Die Studienzeit ist vorbei und du hast die erste Einladung zum Vorstellungsgespräch? Kein Grund, sich zu stressen: So geht es allen! Mira aus Köln hat diesen Schritt gerade hinter sich gebracht. Wir haben mit ihr über Ihre Erfahrungen bei Vorstellungsgesprächen gesprochen und um Tipps für Bewerber gebeten.
Mira, wie war dein erstes Vorstellungsgespräch?
Beim ersten Vorstellungsgespräch war ich noch ultranervös. Ich war viel zu früh da und habe noch eine halbe Stunde an der Bahnhaltestelle gesessen. Als ich dann hereinging, wurde mir richtig schlecht…
Aber oft verfliegt die Nervosität ja, wenn man erstmal anfängt zu sprechen…
In dem Fall leider nicht so richtig. Ich war extrem angespannt, ich saß total unbequem und habe versucht mich total zu kontrollieren: Wo sind meine Hände, gucke ich alle drei Gesprächspartner auch immer an, wie drücke ich mich gewählt aus… Das ging mir alles durch den Kopf, während ich wie ein Roboter antwortete.
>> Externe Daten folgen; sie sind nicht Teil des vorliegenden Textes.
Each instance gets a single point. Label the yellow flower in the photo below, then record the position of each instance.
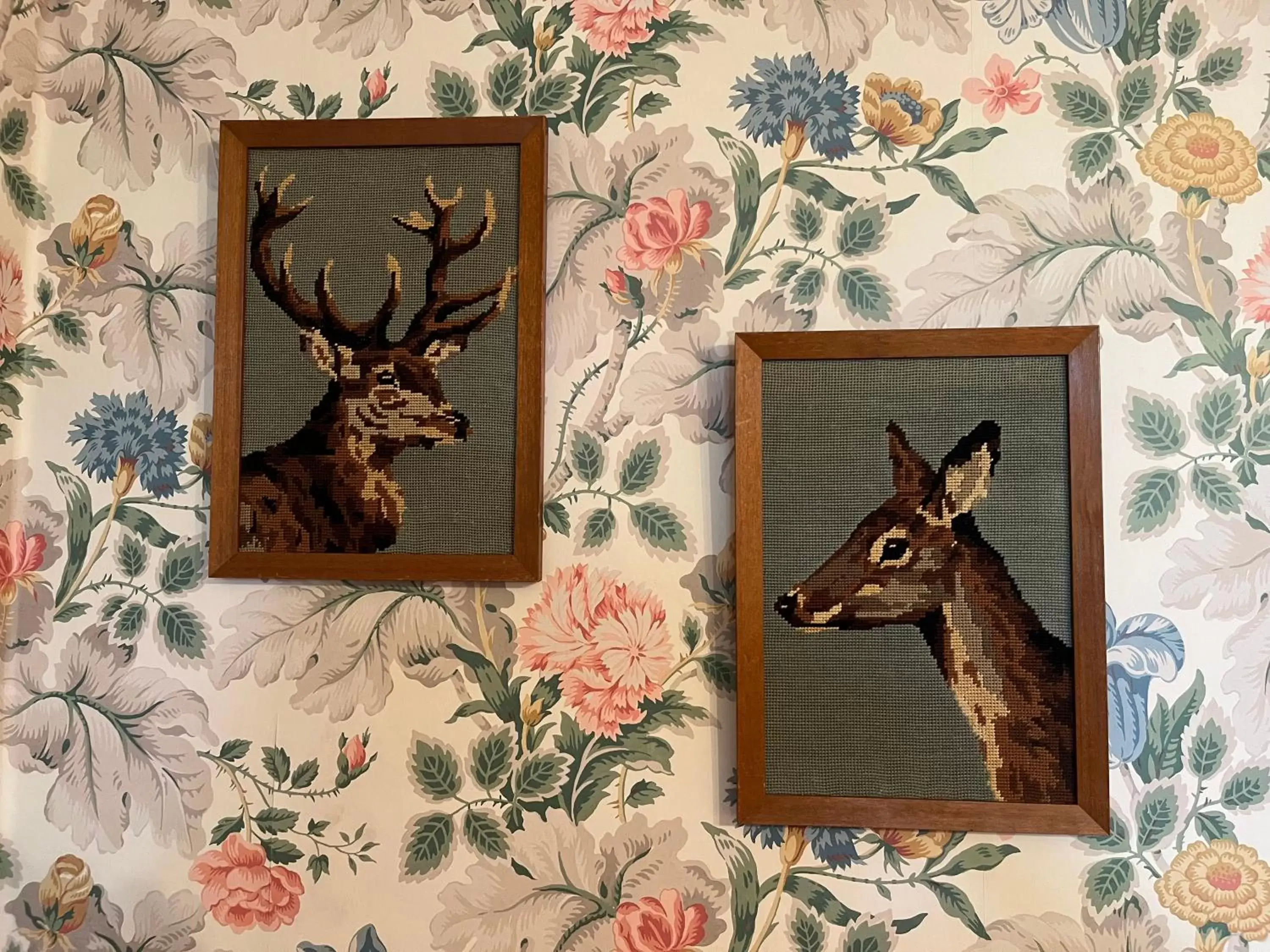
(1202, 151)
(916, 845)
(1220, 883)
(898, 111)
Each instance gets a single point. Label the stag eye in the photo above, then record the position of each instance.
(893, 550)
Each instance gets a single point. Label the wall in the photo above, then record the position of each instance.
(1030, 172)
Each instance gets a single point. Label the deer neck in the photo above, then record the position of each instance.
(988, 645)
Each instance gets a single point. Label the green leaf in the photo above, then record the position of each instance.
(508, 79)
(275, 819)
(1188, 99)
(721, 672)
(947, 183)
(1156, 817)
(492, 758)
(432, 837)
(971, 140)
(1136, 93)
(865, 294)
(552, 94)
(329, 107)
(453, 94)
(13, 131)
(599, 528)
(861, 230)
(235, 749)
(486, 834)
(651, 105)
(223, 828)
(957, 904)
(1108, 881)
(1216, 489)
(79, 525)
(1156, 426)
(982, 856)
(641, 466)
(130, 621)
(436, 770)
(277, 765)
(807, 221)
(746, 191)
(69, 329)
(1091, 155)
(1208, 749)
(1217, 413)
(131, 555)
(807, 935)
(1081, 105)
(301, 98)
(1213, 825)
(1221, 66)
(304, 775)
(281, 851)
(743, 878)
(1246, 789)
(660, 527)
(644, 792)
(182, 630)
(1115, 841)
(555, 517)
(807, 287)
(25, 193)
(182, 568)
(588, 456)
(539, 777)
(1183, 32)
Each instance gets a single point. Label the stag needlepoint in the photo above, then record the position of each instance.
(920, 559)
(331, 487)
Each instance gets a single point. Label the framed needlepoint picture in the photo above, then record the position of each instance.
(920, 581)
(379, 349)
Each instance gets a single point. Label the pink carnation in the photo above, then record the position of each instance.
(607, 640)
(613, 26)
Das klingt ja nicht so gut.
War es auch nicht. Ich habe die Woche darauf auch die Absage bekommen. Zunächst war ich enttäuscht, aber ich kann es verstehen: Ich war überhaupt nicht ich selbst, viel zu steif. Und das schlimmste: Ich hatte am Ende keine Fragen mehr an die Gesprächspartner. Ich hatte wirklich keine, weil alles während des Gesprächs beantwortet wurde, was ich mir aufgeschrieben hatte. Heute weiß ich: völlig egal! Dann hakt man einfach nochmal nach. Fragt beispielsweise „Habe ich das nun richtig verstanden, dass…?“ So zeigt man Interesse und das Gespräch ist am Ende rund.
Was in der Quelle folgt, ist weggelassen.